The authors assess the model's long-horizon parsing capabilities by testing it on documents with increasing page counts. The results show that the model maintains high output diversity and low error rates even for very long documents, validating the effectiveness of the recurrent sliding window attention mechanism. The authors note that minor errors at extreme lengths are due to image resolution limits rather than the model losing context. The model sustains high diversity scores and low edit distances across documents ranging from 2 to 20 pages. Performance remains satisfactory even for documents with over 40 pages, showing the model does not lose direction during long sequences. The stable metrics confirm that the sliding window attention approach effectively supports continuous parsing without significant degradation.
The authors present a subcategory comparison of Unlimited OCR against DeepSeek OCR and DeepSeek OCR 2 across nine document types. Results show that Unlimited OCR achieves consistent improvements over the original DeepSeek OCR across all metrics and document categories. Additionally, the model outperforms DeepSeek OCR 2 in the majority of cases, demonstrating particular effectiveness on complex layouts such as newspapers and notes. Unlimited OCR shows clear and consistent gains over DeepSeek OCR across every metric and document type. The model surpasses DeepSeek OCR 2 in seven out of nine categories for both text edit distance and reading order scores.
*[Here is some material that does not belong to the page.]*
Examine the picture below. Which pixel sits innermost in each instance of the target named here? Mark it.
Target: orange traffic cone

Performance remains strong for documents with complex layouts like newspapers and notes, showing significant improvements over baseline models.
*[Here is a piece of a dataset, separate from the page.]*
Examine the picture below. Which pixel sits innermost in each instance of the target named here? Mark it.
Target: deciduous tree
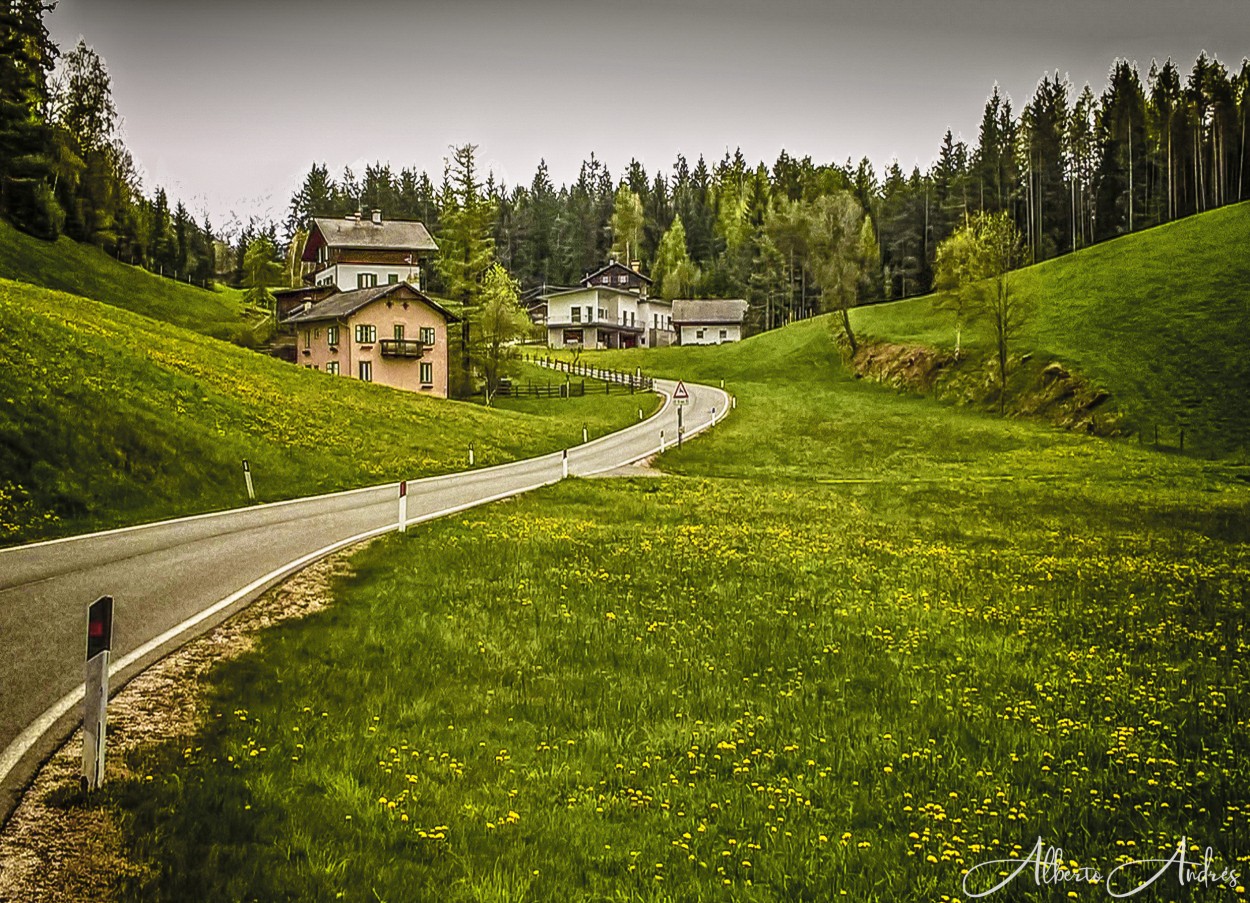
(499, 323)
The evaluation benchmarks Unlimited OCR against prior models on OmniDocBench, where replacing standard attention with recurrent sliding window attention yields consistent gains across text, formula, and the table structure metrics without sacrificing speed. Inference efficiency experiments show that while both models perform similarly at short outputs, Unlimited OCR maintains stable generation speed as sequence length grows, unlike the baseline which degrades. Long-horizon parsing tests on multi-page documents confirm that the approach sustains high output diversity and low error rates even beyond 40 pages, with any minor errors attributed to image resolution rather than context loss. A breakdown by document type further reveals that Unlimited OCR outperforms DeepSeek OCR across all categories and surpasses DeepSeek OCR 2 on most, with particularly strong results on complex layouts such as newspapers and notes.